O Senado da Itália votou a favor da restrição do direito à cidadania, por meio do decreto-lei 36/2025, tema que vem gerando críticas de descendentes de italianos que buscam a documentação há anos.
A votação ocorreu nesta quinta-feira (15), segundo informou o perfil oficial do Senado nas redes sociais. “Com 81 votos a favor e 37 contra, a Assembleia aprovou com emendas o decreto-lei”.
A medida agora passa a ser analisada na Câmara dos Deputados, que tem até o dia 27 de maio para aprovar ou rejeitar o texto, sob o risco de perder a validade – na Itália, os decretos-lei devem passar pelo Parlamento dentro de 60 dias ou são anulados.
O direito à cidadania italiana atualmente segue o princípio do ius sanguinis (direito de sangue), ou seja, por descendência ou filiação, sem restrição de gerações. Com o novo texto, passará a ser reconhecido apenas as duas gerações de descendentes (filhos e netos) de italianos.
Em 28 de março, o governo da primeira-ministra Giorgia Meloni anunciou o decreto-leipara limitar a concessão de nacionalidade a descendentes de italianos no exterior, sob a justificativa de conter sua “comercialização” e o aumento de solicitações, especialmente da América do Sul.
A terceira fase dessa reforma obrigará os interessados em obter a nacionalidade a apresentar o pedido a um órgão do Ministério das Relações Exteriores e não poderão mais fazê-lo nos consulados.
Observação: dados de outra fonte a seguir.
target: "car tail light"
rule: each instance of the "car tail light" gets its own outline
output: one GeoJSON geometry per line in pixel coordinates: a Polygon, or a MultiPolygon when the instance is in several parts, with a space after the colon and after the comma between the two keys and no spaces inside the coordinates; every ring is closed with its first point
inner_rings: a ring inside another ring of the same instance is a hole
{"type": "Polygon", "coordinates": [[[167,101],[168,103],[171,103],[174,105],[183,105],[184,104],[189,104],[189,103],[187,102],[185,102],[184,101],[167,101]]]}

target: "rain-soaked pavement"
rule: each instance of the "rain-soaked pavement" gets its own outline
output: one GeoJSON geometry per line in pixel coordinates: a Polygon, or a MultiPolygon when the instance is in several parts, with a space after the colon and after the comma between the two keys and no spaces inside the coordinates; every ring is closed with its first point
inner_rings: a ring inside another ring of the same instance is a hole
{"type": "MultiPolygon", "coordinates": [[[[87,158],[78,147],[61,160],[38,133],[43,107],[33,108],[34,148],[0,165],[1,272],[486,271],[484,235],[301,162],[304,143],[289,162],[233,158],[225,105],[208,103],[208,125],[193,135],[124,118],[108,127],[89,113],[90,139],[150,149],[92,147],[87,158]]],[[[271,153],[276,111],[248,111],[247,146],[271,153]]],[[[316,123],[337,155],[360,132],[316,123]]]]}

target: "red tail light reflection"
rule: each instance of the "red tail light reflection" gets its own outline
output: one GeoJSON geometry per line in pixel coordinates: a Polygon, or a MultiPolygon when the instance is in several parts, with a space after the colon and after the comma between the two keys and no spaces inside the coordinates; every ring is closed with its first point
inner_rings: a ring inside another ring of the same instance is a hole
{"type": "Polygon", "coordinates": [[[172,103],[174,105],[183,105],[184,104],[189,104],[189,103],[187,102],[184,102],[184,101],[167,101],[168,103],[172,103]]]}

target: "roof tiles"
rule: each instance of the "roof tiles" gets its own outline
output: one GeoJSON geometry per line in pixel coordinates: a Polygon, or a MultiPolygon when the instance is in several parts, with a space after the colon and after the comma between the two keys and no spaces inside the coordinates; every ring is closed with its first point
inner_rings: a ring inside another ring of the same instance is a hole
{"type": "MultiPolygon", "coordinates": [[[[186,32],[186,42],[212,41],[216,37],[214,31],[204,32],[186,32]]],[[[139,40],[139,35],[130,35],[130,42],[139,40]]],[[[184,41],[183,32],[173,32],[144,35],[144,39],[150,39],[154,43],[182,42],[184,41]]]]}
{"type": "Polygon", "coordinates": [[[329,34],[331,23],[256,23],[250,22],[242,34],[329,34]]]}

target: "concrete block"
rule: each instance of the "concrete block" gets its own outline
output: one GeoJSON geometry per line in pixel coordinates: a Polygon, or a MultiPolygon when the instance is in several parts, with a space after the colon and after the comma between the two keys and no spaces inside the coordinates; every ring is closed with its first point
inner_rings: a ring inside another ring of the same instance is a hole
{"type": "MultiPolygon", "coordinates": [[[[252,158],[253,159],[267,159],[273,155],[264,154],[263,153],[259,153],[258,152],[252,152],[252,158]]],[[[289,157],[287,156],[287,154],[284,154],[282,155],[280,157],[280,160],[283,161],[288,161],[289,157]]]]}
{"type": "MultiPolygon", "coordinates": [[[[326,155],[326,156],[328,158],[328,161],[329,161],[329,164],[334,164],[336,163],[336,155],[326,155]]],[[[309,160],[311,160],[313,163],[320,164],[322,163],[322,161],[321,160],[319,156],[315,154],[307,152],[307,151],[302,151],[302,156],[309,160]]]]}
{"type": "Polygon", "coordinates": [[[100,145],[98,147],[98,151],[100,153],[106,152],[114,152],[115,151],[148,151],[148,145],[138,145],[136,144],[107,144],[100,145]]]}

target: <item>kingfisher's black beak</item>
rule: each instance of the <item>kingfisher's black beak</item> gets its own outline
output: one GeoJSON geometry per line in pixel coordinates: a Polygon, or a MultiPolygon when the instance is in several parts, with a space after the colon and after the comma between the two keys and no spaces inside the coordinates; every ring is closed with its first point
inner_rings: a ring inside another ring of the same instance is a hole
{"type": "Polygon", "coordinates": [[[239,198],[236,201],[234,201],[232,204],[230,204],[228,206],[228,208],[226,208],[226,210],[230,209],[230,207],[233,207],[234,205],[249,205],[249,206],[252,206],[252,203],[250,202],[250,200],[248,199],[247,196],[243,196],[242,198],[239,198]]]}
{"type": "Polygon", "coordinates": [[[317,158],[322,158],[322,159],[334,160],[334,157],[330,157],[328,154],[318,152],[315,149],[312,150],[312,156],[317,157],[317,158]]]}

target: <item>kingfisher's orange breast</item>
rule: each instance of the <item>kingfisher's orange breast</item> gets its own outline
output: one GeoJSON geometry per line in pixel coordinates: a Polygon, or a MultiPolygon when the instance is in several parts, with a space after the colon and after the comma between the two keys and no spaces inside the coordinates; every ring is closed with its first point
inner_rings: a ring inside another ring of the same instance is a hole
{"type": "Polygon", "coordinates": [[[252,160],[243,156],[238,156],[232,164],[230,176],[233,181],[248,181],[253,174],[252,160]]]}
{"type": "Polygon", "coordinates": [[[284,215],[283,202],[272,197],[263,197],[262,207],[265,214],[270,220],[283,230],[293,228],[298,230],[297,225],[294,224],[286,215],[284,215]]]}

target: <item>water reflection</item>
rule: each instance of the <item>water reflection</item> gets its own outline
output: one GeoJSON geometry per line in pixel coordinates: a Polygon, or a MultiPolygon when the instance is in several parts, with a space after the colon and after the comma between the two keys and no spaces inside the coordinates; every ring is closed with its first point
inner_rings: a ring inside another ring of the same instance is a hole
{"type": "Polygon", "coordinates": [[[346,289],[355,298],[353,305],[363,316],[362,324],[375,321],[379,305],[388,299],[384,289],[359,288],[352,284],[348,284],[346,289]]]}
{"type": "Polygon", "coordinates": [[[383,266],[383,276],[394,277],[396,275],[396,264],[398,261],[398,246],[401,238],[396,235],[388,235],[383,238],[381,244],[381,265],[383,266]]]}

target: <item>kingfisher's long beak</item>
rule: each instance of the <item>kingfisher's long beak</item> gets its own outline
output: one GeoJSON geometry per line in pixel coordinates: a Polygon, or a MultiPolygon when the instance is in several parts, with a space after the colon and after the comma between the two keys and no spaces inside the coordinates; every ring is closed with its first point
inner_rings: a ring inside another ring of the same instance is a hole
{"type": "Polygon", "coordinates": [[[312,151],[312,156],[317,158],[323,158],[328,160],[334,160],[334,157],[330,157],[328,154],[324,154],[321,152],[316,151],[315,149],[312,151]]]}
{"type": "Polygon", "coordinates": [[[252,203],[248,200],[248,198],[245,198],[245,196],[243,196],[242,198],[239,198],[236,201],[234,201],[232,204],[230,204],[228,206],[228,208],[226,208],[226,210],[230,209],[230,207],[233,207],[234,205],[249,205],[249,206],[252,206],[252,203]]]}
Senadores acrescentaram emendas ao texto original
Rafael Gianesini, CEO e cofundador da Cidadania4U, explica que os senadores fizeram mudanças importantes no texto original proposto pelo governo
“O texto apresentado pelo governo defendia que, para ter direito à cidadania italiana, o requerente precisaria ser filho ou neto de italiano nascido na Itália. Então, se meu avô for nascido na Itália, eu poderia ter acesso à documentação, mas meu filho não. O texto atual do Senado tirou esse trecho de precisar ter nascido na Itália e mudou para que o meu pai ou avô deveria ter tido exclusivamente cidadania italiana”, explica Gianesini.
“Basicamente, os senadores retiraram o trecho ‘nascido na Itália’ e acrescentaram ‘exclusivamente italiano’, o que foi negativo para os descendentes ítalo-brasileiros”.
Mariane Baroni, diretora jurídica da Master Cidadania, afirma que a modificação da redação no Senado apenas tornou a “fórmula mais restritiva e indireta”.
“O texto fala agora de ‘ascendentes que tenham tido, até a morte, exclusivamente a cidadania italiana’. Embora menos explícita, essa nova formulação continua excluindo, na prática, a maioria dos imigrantes”, argumenta.
Segundo Baroni, “essa alteração ignora a realidade histórica da imigração e penaliza descendentes cujo ancestral se naturalizou em outro país, muitas vezes por imposição legal”.
Outra mudança, agora considerada positiva pelo CEO da Cidadania4U, é que uma das modificações dos senadores inaugurou um novo benefício no processo de cidadania: agora, foi criada uma janela de um ano para que as pessoas que tiveram filhos possam regularizar a cidadania.
“Por exemplo, suponhamos que eu já tenha cidadania italiana, mas nunca atualizei a documentação do meu filho de cinco anos nos consulados italianos. Com essa janela de um ano, eu poderei fazer isso. Meus futuros filhos também terão acesso a esse direito, isso foi uma melhora que não havia antes”.
Especialistas voltam a afirmar que o decreto-lei carece de constitucionalidade
Para Baroni, da Master Cidadania, “o decreto aprovado com o apoio de partidos da base governista tem o objetivo de restringir o acesso de descendentes de italianos – sobretudo na América do Sul – ao direito de sangue, constitucionalmente assegurado”.
Rafael Gianesini lembra que é a tese defendida pelo governo no decreto-lei entra em conflito com o que diz a legislação nacional.
“A lei italiana é originária, os ítalos-descendentes nascem cidadãos italianos e, quando a gente reconhece a cidadania italiana, isso é reconhecido desde o momento em que nascemos, então não depende de decisões judiciais ou da apresentação de documentos nos consulados. A pessoa é cidadã italiana desde o nascimento. No decreto-lei, o governo diz que apenas quem apresentou documentação até o dia 27 de março seria considerado detentor desse direito, excluindo os demais, isso retroage a lei, é completamente inconstitucional”.